Se siamo pronti a teorizzare i benefici di lungo periodo della globalizzazione, ovvero un modello concorrenziale applicato su scala mondiale, restiamo più sibillini sugli effetti reali di breve periodo. Per competere bisogna essere efficienti e bisogna convincere i nostri clienti della bontà di quello che vendiamo. Solo chi è preparato, sul fronte dei costi e/o su quello della qualità, potrà restare nel mercato; gli altri dovranno uscire. Con un naturale processo schumpeteriano, il conto più salato è pagato dai lavoratori che perdono il proprio impiego e la fonte del proprio reddito a seguito delle delocalizzazioni e, nei casi più gravi, dei fallimenti.
 
Nulla di nuovo sotto il sole. Già con la proclamazione dell’impero delle indie britanniche, il settore tessile aveva subito gravi ripercussioni sul livello occupazionale. Ma erano lavoratori indiani che non avevano a disposizione le efficienti macchine britanniche. Oggi la disoccupazione la importiamo dai Paesi in via di sviluppo più “brillanti”, quelli raggruppati nel solito acronimo Bric e nel nuovo Stim (Sudafrica, Turchia, Indonesia, Messico) o Civets (che aggiunge agli ultimi, eliminato il Messico, Colombia, Vietnam ed Egitto). A differenza dei lavoratori indiani d’epoca coloniale, i lavoratori europei possono oggi godere di maggiori tutele di fronte al rischio di crisi delle proprie società. Il Fondo europeo di adeguamento alla globalizzazione (Feg) dal 2007 sostiene i lavoratori coinvolti in processi di ristrutturazioni, delocalizzazioni o chiusura delle società in conseguenza a fenomeni economici legati alla globalizzazione. Nello specifico è possibile ricorrere al Fondo quando si verifichi l’esubero di almeno 500 lavoratori di un’impresa e dei lavoratori dei fornitori e produttori a valle della stessa, nell’arco di quattro mesi, all’interno di un Paese membro; almeno 500 dipendenti, nell’arco di nove mesi, di Pmi di un settore in una regione o due regioni contigue; un numero di dipendenti inferiore alle quantità espresse nei punti precedenti ma in grado di determinare grave pregiudizio ad un’economia locale.
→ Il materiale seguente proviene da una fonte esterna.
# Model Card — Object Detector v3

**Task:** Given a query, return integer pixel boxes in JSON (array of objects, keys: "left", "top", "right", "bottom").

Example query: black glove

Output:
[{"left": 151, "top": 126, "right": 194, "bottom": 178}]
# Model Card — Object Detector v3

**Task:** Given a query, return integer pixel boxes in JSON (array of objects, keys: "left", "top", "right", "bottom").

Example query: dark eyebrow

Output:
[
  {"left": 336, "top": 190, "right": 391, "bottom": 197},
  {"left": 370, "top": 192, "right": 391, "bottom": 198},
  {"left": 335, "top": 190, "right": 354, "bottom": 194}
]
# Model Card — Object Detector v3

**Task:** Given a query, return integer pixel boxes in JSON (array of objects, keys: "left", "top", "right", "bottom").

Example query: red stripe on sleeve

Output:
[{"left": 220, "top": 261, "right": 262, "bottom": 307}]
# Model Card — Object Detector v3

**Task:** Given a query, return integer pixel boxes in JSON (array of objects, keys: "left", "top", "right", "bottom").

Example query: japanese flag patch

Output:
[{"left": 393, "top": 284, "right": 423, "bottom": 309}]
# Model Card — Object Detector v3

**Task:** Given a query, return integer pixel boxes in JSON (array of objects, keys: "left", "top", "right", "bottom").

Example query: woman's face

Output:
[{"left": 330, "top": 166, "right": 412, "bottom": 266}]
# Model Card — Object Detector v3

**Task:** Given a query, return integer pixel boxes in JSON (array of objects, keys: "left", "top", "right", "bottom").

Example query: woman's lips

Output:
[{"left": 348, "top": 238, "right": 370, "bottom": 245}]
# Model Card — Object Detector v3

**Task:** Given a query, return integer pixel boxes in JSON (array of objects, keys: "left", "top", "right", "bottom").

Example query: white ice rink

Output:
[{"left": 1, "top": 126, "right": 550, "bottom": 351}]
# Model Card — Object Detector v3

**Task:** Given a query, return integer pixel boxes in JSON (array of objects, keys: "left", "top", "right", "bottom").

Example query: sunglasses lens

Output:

Un utilizzo eccezionale questo che deve trovare motivazione nella richiesta da parte dello Stato membro.
L’utilizzo del Feg è stato esteso a coloro che hanno perso il lavoro a seguito della crisi finanziaria scoppiata nel 2008. Tale estensione è coerente con l’impostazione originaria del fondo in quanto è evidente la correlazione tra la crisi e il processo di globalizzazione.
 
Dal punto di vista operativo, la richiesta di contributo per il Feg va presentata dallo Stato membro che chiede il cofinanziamento della spesa pubblica sostenuta per politiche attive di riqualificazione dei lavoratori. L’obiettivo è di reindirizzare la forza lavoro verso i settori maggiormente produttivi e strategici per la competitività europea. La Commissione esamina le domande e propone una decisione di mobilitazione del Feg all’autorità di bilancio (il Parlamento europeo e il Consiglio dell’Ue). Dopo che l’autorità ha adottato tale decisione, la Commissione adotta la propria decisione indirizzata allo Stato membro richiedente e paga il contributo entro 15 giorni lavorativi a decorrere dalla data di adozione della decisione finanziaria. In generale, tutto il procedimento, dalla data di presentazione della domanda al ricevimento del pagamento, prende tra i sette e i dieci mesi. Dal 2007 ad oggi il fondo ha supportato oltre 76mila lavoratori nell’Ue con 381,3 milioni di euro; i settori più colpiti sono il tessile, l’automotive e l’elettronica. In Italia, il Feg ha aiutato 9060 lavoratori con 49,7 milioni: 2577 lavoratori del gruppo Merloni riceveranno ciascuno 4.110 euro dal Feg e 2.112 euro dal governo per la loro riqualificazione. L’Italia rappresenta il 12,6% del Pil europeo e quindi i numeri relativi all’intervento del Feg sul nostro Paese sono coerenti (l’11,9% dei lavoratori e il 13% delle risorse). Tuttavia bisogna evitare che il nostro tessuto produttivo estremamente frammentato sia un ostacolo per beneficiare di strumenti, quali il Feg, a supporto del nostro capitale umano e della competitività.